28.6.06

Todos de branco na rua




Acordou às pouco mais de seis com o despertador tocando havia quase dez minutos. Sua mulher já estava de pé, fazendo o café. Morno e aguado. Você não sabe mais fazer café? perguntou. Você ainda sabe fazer alguma coisa? Estava sem camisa – não queria sujá-la. Passava manteiga na torrada murcha. A mulher não respondeu, era sempre melhor não responder. Ele insistia Você não sabe fazer café? Responde quando eu estiver falando, porra!

Gritou tanto que seu filho de ano e pouco acordou assustado e começou a berrar no berço. Só me faltava essa agora, resmungou, dando um soco na mesa. A mulher então resolveu falar. Deixa de ser tão escandaloso, você acordou o menino, não é você que tem que cuidar dele, sempre sobra pra mim, eu que tenho que fazer tudo,

Não conseguiu terminar de falar. O marido levantara no meio da frase e lhe presenteou com um tapa no rosto. Ela cambaleou e ele repetiu a dose. Ela se apoiou na pia. Cala essa boca, disse ele, eu não agüento mais você! Ela gritou, começou a chamá-lo de cachorro, de animal, de filho da puta. Tinha a faca de limpar peixe na mão, atacou-o faca em riste. Mas o marido era mais forte, segurou seu pulso e arrancou-a de sua mão. Piranha! Vagabunda! Mais três tapas e um soco na barriga. A mulher apoiou-se novamente na pia, mas perdeu o equilíbrio e caiu. O filho berrava a plenos pulmões no quarto, um berro estridente e incessante e irritante.

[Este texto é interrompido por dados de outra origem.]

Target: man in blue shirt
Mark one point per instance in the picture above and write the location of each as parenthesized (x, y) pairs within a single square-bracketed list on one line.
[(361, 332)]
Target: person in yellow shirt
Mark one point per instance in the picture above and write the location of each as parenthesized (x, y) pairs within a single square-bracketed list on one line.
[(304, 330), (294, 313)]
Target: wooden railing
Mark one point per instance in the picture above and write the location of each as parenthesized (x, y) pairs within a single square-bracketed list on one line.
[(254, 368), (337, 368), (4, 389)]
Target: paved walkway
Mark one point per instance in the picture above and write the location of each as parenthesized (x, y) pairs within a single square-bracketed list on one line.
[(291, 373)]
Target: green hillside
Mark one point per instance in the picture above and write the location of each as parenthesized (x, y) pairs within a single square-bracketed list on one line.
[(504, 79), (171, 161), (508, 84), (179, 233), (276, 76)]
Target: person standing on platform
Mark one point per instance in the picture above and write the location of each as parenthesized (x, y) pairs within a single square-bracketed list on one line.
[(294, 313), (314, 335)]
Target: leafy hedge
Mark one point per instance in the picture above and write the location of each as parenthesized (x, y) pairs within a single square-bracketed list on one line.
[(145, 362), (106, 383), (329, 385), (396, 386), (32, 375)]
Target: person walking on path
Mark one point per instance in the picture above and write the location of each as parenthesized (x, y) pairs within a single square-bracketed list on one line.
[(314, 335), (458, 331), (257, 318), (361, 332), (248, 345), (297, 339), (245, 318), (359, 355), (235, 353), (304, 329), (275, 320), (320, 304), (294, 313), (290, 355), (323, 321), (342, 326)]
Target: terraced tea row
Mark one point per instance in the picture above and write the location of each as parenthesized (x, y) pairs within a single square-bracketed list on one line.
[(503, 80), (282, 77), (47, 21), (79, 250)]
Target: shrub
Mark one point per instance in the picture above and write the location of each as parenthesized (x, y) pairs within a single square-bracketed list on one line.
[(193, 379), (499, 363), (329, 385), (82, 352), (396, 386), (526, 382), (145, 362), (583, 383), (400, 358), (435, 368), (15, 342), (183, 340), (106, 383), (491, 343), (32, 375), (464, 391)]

O marido foi até o quarto. Socou seu filho no rosto, de mão fechada. Pegou o menino por baixo dos braços, jogou-o no chão e pisou em sua barriga. A criança choraria mais alto, se mais alto fosse possível chorar. Cala a boca, cala a boca seu merdinha! Um tapa de mão aberta ao lado do rosto. O garoto ficou em silêncio.

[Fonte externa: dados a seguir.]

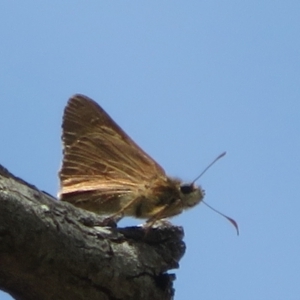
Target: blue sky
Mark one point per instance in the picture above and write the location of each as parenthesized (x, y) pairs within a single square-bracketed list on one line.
[(186, 80)]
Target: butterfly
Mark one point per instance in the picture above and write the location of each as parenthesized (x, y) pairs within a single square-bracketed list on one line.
[(105, 171)]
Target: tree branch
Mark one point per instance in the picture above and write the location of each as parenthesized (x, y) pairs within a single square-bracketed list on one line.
[(53, 250)]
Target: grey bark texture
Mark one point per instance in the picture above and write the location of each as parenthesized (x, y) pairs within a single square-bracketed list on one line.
[(53, 250)]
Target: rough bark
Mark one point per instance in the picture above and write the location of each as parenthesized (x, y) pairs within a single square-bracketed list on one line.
[(53, 250)]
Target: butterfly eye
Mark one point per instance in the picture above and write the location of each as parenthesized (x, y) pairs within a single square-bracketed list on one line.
[(187, 188)]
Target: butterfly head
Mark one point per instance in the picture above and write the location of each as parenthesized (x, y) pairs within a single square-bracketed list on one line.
[(191, 194)]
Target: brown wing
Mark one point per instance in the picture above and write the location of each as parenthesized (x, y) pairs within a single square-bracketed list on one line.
[(99, 155)]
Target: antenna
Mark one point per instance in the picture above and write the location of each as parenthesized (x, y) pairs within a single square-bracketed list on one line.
[(233, 222), (217, 158)]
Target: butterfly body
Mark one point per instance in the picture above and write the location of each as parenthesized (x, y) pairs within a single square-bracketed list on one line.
[(104, 171)]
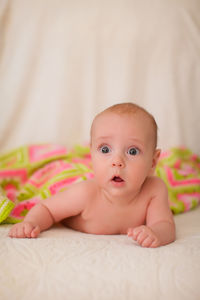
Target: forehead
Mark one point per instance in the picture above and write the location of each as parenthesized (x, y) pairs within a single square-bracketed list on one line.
[(122, 126)]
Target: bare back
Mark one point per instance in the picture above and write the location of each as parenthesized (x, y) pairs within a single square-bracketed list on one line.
[(101, 217)]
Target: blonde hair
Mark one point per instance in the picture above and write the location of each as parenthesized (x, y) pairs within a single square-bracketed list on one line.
[(130, 109)]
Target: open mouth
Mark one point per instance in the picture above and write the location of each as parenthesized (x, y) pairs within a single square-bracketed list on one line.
[(117, 179)]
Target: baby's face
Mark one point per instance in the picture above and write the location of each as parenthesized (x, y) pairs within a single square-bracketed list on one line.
[(122, 149)]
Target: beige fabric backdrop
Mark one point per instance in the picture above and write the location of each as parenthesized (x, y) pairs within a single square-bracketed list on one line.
[(62, 61)]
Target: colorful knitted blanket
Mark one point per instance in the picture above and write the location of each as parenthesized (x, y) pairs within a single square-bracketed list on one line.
[(34, 172)]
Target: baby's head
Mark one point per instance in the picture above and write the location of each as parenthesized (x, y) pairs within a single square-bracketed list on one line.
[(123, 148), (134, 114)]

Olhou para o relógio, gotas de suor brotando devido a todo o exercício. Estava atrasado, culpa daquela vagabunda e daquele pedacinho de merda. Sua mulher soluçava sentada no chão da cozinha. Que cena patética. Pisou em suas pernas espalhadas, vestiu sua camisa branca pendurada na cadeira e saiu. Sentiu o tecido grudar na sua pele suada. Havia culpados para aquele desconforto, culpados que depois seriam punidos, aqui se faz aqui se paga.

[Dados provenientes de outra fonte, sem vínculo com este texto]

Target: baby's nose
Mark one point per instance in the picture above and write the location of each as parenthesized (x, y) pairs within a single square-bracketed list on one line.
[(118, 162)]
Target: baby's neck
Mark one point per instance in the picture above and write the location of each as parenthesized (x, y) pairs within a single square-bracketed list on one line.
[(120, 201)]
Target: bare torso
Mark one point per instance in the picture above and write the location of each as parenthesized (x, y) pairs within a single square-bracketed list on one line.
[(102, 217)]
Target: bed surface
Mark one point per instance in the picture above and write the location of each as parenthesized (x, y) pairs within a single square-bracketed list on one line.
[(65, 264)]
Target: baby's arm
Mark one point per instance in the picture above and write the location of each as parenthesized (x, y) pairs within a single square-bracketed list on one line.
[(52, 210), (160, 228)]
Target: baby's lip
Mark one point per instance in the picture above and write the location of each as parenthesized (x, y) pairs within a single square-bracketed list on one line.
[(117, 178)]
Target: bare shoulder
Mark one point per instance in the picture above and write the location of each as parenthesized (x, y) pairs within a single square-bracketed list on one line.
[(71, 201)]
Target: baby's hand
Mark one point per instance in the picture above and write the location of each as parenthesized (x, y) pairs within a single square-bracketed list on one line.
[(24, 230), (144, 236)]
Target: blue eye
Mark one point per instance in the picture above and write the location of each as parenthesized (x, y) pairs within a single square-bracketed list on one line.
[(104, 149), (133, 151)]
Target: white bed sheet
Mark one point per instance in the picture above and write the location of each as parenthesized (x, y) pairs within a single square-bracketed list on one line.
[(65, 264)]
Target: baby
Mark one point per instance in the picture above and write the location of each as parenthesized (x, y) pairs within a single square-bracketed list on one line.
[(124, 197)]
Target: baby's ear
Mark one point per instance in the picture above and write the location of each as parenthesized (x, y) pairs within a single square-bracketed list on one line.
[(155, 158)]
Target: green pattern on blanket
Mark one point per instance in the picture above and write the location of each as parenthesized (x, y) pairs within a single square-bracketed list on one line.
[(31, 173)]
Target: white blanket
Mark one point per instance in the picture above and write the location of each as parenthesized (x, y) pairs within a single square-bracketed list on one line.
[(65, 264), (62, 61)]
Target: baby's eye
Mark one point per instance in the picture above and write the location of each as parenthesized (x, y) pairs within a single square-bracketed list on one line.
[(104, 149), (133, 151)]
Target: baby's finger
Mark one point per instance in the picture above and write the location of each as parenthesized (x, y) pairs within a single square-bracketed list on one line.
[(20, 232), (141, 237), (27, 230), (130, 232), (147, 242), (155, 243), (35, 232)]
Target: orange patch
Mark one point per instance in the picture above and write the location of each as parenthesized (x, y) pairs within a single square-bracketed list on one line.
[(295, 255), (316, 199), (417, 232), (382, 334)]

A multidão já se aglomerava, no final da praia, para mais uma passeata. Cumprimentou seus amigos com um sorriso no rosto, sorriso largo de rosto iluminado. Apertou mãos e deu abraços. E sua mulher?, lhe perguntaram. Ela não pôde vir, respondeu, não estava se sentindo muito bem. Pôs o boné oficial da passeata, pegou um dos ramos de flores que eram oferecidos e juntou-se à multidão já em marcha. Com a alma exaltada, juntou sua voz às muitas que gritavam um Basta à violência na cidade.